Cuidado essencial

Fábula-mito sobre o cuidado essencial de Gaius Julius Hyginus:

Certo dia, ao atravessar o rio, CUIDADO viu um pedado de barro. Logo teve uma idéia inspiradora. Tomou um pouco de barro e começou a dar-lhe forma. Enquanto contemplava o que havia feito, apareceu JÚPITER.

CUIDADO, pediu-lhe que soprasse espírito nele. O que JÚPITER fez de bom grado.

Quando porém, CUIDADO quis dar um nome à criatura que havia moldado, Júpiter o proibiu. Exigiu que fosse imposto o seu nome.

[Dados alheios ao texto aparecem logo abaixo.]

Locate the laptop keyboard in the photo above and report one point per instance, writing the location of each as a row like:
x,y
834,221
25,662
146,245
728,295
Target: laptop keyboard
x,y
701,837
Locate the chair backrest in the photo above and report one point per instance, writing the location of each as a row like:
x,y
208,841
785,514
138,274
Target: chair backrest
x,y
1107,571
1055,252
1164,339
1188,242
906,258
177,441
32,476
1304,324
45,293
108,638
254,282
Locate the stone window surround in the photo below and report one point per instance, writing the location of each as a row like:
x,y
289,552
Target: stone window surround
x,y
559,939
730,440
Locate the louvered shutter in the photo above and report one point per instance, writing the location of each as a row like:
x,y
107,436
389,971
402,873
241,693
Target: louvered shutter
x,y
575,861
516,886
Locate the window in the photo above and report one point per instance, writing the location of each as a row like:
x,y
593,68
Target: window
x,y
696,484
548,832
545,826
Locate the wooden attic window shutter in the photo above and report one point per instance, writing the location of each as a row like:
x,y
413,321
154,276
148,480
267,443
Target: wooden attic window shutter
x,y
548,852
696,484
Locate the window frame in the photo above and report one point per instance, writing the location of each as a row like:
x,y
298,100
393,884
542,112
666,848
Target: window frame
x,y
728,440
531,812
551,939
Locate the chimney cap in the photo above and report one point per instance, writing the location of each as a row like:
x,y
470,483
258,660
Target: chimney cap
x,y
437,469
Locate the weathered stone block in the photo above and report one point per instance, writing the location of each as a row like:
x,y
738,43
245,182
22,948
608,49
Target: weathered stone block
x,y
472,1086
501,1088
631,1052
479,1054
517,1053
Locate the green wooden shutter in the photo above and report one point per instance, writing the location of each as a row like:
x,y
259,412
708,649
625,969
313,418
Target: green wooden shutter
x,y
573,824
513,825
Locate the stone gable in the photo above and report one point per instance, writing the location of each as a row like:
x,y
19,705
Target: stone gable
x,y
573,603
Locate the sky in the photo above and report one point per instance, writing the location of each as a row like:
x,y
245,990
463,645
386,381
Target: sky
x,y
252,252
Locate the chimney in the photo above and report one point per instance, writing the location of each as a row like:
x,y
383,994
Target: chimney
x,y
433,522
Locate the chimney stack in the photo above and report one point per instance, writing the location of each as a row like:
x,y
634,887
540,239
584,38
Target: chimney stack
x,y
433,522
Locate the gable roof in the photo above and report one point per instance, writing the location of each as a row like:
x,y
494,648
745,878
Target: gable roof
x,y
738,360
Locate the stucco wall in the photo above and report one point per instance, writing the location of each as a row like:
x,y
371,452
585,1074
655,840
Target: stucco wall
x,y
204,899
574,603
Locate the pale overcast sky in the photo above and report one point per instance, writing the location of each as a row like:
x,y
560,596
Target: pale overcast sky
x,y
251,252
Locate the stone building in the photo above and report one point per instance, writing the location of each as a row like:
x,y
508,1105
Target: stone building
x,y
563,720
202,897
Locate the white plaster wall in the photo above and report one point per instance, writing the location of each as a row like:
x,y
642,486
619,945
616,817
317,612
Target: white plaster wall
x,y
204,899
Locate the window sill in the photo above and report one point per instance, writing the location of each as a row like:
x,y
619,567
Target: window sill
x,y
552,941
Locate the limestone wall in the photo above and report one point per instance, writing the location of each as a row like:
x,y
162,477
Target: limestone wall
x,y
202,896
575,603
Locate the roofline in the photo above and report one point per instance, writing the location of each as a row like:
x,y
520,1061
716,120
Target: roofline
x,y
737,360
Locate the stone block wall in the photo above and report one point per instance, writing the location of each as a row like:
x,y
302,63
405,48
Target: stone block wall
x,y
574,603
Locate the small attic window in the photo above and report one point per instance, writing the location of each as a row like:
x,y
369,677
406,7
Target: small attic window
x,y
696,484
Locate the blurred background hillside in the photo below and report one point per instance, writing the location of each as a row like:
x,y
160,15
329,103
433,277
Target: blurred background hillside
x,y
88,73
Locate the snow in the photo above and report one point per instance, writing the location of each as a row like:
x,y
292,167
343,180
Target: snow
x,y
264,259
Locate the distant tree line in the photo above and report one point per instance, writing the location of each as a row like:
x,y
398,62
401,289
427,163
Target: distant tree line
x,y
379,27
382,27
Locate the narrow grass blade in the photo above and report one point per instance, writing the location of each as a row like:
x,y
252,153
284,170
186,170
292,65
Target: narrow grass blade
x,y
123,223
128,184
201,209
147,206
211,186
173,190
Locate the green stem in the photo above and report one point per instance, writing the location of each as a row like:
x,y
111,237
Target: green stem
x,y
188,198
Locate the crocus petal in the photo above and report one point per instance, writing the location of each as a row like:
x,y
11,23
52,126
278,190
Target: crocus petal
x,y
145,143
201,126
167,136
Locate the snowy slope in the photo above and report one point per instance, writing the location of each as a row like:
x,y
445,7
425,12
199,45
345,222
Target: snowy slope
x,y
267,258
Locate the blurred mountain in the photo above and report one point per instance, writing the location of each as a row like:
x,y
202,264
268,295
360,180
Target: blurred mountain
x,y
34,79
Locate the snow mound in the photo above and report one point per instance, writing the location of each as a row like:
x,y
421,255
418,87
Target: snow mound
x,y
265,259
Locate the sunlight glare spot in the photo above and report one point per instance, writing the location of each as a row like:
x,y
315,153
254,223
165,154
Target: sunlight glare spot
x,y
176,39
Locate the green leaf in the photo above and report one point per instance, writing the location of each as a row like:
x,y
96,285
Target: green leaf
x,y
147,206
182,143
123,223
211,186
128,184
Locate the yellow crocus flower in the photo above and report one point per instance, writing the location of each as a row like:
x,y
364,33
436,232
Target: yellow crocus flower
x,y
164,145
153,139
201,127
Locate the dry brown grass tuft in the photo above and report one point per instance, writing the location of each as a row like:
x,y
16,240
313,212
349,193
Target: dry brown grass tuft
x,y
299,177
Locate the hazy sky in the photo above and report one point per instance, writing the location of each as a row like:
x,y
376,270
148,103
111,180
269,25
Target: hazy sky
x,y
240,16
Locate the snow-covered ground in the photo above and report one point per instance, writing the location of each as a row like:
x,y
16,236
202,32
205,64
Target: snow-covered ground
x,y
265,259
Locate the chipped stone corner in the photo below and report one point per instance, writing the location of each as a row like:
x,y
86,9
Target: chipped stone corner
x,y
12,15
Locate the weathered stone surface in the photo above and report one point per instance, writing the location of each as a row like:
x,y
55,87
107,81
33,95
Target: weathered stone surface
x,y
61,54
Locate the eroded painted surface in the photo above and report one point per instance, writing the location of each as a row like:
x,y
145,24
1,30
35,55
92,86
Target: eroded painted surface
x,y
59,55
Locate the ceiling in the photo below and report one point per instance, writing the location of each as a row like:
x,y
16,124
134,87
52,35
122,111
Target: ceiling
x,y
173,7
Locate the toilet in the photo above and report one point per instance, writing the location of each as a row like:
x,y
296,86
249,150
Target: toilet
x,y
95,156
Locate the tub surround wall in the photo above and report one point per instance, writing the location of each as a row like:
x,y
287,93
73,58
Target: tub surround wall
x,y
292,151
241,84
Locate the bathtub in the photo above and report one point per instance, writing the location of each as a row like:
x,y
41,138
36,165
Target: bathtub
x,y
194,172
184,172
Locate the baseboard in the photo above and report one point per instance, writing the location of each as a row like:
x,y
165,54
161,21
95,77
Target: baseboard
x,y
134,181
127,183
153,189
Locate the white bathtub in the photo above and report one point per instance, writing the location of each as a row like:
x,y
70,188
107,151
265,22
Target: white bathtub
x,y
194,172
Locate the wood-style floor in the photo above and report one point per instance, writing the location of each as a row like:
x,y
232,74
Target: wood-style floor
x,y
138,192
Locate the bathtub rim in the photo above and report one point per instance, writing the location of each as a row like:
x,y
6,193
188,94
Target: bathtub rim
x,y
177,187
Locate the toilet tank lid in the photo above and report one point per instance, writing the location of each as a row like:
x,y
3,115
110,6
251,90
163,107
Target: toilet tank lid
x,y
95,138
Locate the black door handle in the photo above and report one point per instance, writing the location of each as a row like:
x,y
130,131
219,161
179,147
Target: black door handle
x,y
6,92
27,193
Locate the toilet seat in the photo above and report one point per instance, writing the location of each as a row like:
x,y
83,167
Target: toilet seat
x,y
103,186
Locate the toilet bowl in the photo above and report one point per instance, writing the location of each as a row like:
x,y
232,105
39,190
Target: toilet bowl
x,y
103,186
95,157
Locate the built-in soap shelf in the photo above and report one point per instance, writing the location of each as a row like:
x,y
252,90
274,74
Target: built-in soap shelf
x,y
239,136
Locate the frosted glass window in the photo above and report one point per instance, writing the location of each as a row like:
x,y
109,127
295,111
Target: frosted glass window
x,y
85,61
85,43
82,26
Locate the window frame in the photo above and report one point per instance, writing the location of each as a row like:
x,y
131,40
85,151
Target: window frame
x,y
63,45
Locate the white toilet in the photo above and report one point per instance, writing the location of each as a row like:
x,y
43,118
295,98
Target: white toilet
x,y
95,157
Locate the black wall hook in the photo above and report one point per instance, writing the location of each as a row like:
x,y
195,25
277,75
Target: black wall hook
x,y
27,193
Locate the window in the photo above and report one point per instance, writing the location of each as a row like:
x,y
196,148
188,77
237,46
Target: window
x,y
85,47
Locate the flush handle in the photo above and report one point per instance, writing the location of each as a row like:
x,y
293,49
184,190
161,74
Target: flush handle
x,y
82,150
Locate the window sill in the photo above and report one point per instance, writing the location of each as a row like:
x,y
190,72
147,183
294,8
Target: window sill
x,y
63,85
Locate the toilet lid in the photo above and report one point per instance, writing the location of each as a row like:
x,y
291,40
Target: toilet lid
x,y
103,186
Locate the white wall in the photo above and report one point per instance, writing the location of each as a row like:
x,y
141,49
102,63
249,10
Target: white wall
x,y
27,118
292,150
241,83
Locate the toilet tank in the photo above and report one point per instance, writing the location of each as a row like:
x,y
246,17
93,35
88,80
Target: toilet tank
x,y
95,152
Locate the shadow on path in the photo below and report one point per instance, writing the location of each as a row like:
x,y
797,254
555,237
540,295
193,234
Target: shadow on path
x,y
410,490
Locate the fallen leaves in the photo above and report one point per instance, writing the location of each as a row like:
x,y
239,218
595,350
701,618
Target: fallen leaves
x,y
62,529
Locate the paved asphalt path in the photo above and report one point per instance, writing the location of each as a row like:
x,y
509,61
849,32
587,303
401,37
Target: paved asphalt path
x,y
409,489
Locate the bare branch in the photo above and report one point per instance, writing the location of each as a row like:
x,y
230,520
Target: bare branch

Enquanto JÚPITER e o CUIDADO discutiam, surgiu, de repente, a TERRA. Quis também ela conferir o seu nome à criatura, pois fora feita de barro, material do corpo da terra. Originou-se então uma discussão generalizada.

De comum acordo pediram a SATURNO que funcionasse como árbitro. Este tomou a seguinte decisão que pareceu justa:

- Você, JÚPITER, deu-lhe o espírito; receberá, pois, de volta este espírito por ocasião da morte dessa criatura.

- Você, TERRA, deu-lhe o corpo; receberá, portanto, também de volta o seu corpo quando essa criatura morrer.

- Mas como você, CUIDADO, foi quem, por primeiro, moldou a criatura, ficará sob seus cuidados enquanto ela viver.

E uma vez que entre vocês há acalorada discussão acerca do nome, decido eu: esta criatura será chamada HOMEM, isto é, feita de húmus, que significa terra fértil.

O Meu Cuidado Essencial

A fábula-mito do cuidado essencial, também conhecida como “a fábula de Higino”, retrata o que Martin Heidegger coloca sobre o cuidado como condição existencial, a base possibilitadora da existência humana. Mas que isso significa? Ora, significa que a atitude de cuidar faz parte da essência humana.

Ser humano nenhum vive sem cuidados, natureza nenhuma, embora sua força seja maior que a humana, exime de cuidados, as relações interpessoais não resistem à falta de cuidado, trabalho nenhum se concretiza sem cuidado, jardim algum se torna belo sem cuidados e ambiência nenhuma é habitável sem o imperioso cuidado.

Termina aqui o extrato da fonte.